Fortunately, once she and Brianna left the house, Brianna’s mood had dramatically improved. Madison talked to her about being polite to guests and how important it was that Brianna, Madison and Danny treat each other with fairness and respect even though they were no longer living as a family. But it was difficult to tell whether Brianna actually grasped these concepts. It was the sort of stuff older children had problems sorting out. How could Madison expect a six-year-old to understand?
Pushing back the sleeve of her gray suit, she glanced nervously at her watch as she pulled into the drive. She hoped Caleb hadn’t given up on her.
As soon as she cut the engine, she could hear the steady roar of the lawnmower coming from the backyard, and felt a measure of relief. She loved where she lived and was anxious to get the grounds cleaned up. Because the previous owner had taken such meticulous care of the place, with Caleb’s help it would soon look as good as it used to.

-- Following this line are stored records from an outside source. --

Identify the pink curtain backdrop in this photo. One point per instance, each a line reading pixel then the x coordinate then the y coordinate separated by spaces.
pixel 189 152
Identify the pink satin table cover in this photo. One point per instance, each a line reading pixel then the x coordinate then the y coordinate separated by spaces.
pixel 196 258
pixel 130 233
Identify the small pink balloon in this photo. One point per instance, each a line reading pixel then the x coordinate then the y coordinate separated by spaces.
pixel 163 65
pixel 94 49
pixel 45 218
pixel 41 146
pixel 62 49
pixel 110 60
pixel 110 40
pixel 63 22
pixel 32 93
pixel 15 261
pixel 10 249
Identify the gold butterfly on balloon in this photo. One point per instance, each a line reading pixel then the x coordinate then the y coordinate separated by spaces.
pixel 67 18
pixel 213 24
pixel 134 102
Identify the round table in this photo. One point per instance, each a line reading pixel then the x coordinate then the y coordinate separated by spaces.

“You ready to do some weeding?” she asked Brianna as she got out.
Her daughter didn’t move.
“You like working in the yard,” Madison said, leaning back inside the car. “Come on. It’ll be fun. We’ll probably find some snails.”
Reluctantly, Brianna climbed out.
The lawnmower fell silent and Caleb came around the house, carrying the grass bin. At her first sight of him, Brianna’s expression darkened, but Madison had trouble fighting an appreciative smile. He’d obviously been working for some time—long enough to get too heated for his T-shirt, which he’d taken off and stuffed in his back pocket. Sweat gleamed on his golden torso, making the contours of his muscular chest and arms seem that much more defined.